Large Language Models (LLMs) are gaining popularity in the AI community due to their impressive capabilities such as text summarization, question answering and content generation. However, the training of LLMs often involves significant computational cost and time, and is typically reliant on unstructured and often unclear web-scraped data. Additionally, the scarcity of high-quality data on the internet presents a substantial challenge.
To tackle these issues, researchers from Apple and Carnegie Mellon University have developed Web Rephrase Augmented Pre-training (WRAP). WRAP uses existing LLMs to paraphrase web content into specific styles, with the intention of improving the pre-training process by introducing both original and rephrased data.
The key benefits of WRAP are its efficiency and performance enhancement. When it’s applied to a noisy C4 dataset, WRAP speeds up pre-training threefold, thus reducing the costs and time associated with LLM training. It also boosts performance when operating within the same computational budget. When different subsets of the large-scale Pile dataset are used, ambiguity is cut by over 10%, and zero-shot question-answer accuracy improves by over 2% across 13 different tasks.

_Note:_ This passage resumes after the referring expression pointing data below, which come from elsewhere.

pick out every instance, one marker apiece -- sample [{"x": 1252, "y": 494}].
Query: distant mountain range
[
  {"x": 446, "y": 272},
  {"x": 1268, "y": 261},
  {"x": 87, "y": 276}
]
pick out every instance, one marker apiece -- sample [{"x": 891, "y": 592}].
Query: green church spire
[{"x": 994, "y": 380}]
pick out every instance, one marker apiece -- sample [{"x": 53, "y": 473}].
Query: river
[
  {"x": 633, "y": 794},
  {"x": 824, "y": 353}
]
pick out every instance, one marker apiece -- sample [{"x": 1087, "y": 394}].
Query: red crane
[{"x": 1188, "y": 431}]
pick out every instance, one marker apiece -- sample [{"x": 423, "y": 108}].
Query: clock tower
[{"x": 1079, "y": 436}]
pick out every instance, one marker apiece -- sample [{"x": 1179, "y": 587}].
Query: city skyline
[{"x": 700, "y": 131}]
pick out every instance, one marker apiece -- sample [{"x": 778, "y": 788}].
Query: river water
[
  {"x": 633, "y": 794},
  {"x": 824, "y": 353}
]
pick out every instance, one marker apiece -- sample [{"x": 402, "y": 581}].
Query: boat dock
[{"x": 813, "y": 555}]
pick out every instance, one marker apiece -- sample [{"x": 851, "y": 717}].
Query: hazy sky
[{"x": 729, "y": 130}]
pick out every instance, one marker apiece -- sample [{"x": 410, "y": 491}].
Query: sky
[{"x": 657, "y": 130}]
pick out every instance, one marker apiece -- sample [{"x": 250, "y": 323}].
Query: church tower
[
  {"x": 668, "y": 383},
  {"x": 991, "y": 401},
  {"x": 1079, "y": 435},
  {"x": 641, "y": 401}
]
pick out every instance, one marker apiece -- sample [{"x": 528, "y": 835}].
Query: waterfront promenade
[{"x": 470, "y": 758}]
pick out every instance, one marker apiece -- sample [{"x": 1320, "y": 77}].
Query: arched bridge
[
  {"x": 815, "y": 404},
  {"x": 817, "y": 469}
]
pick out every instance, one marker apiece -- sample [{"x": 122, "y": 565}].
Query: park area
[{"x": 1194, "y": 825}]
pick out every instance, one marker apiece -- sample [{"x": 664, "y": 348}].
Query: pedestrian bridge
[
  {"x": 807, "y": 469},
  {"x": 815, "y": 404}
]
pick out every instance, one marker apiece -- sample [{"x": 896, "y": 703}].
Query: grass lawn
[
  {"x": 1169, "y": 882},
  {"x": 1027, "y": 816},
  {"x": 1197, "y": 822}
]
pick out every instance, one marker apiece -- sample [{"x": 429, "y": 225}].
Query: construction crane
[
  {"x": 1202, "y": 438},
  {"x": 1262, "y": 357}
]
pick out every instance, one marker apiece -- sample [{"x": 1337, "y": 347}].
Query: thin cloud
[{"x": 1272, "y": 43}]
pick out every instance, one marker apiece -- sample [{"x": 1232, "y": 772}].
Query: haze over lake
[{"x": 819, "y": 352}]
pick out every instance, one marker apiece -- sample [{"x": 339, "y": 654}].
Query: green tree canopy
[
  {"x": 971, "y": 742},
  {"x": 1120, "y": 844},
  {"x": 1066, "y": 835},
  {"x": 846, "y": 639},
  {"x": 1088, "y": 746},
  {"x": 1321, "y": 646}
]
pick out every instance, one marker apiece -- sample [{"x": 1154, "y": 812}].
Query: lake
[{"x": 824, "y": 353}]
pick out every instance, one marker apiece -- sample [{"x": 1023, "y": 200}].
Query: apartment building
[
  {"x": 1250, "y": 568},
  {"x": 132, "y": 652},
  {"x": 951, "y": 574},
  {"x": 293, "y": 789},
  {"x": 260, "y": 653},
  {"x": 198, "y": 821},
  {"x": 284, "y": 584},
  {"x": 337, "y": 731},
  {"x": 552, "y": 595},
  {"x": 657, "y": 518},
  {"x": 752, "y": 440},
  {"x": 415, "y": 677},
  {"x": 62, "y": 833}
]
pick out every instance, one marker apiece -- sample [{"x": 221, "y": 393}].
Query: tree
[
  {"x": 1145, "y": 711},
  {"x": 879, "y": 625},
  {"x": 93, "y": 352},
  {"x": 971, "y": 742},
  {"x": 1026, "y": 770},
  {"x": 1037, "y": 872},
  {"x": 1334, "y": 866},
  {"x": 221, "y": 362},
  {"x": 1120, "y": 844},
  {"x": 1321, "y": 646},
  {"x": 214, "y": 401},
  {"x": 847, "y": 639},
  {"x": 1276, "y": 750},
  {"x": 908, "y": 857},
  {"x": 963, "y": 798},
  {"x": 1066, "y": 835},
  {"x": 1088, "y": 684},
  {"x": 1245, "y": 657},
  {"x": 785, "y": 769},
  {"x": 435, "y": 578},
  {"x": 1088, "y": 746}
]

WRAP also uses a medium-sized LLM to rephrase web documents into various styles. This approach differs from creating new data as it improves existing content while maintaining quality and diversity. The synthetic data that WRAP creates has two main advantages. It encompasses a variety of styles, preparing LLMs for a broader range of real-world situations, and the rephrased synthetic data is of higher quality than raw web-scraped data, facilitating more effective model learning.
In conclusion, WRAP is a significant advancement in LLM pre-training. By utilizing higher-quality, varied-style synthetic data, it not only speeds up training but also enhances overall LLM performance. Given the abundance of low-quality web data and the resource-intensive nature of traditional LLM training approaches, WRAP presents a promising solution.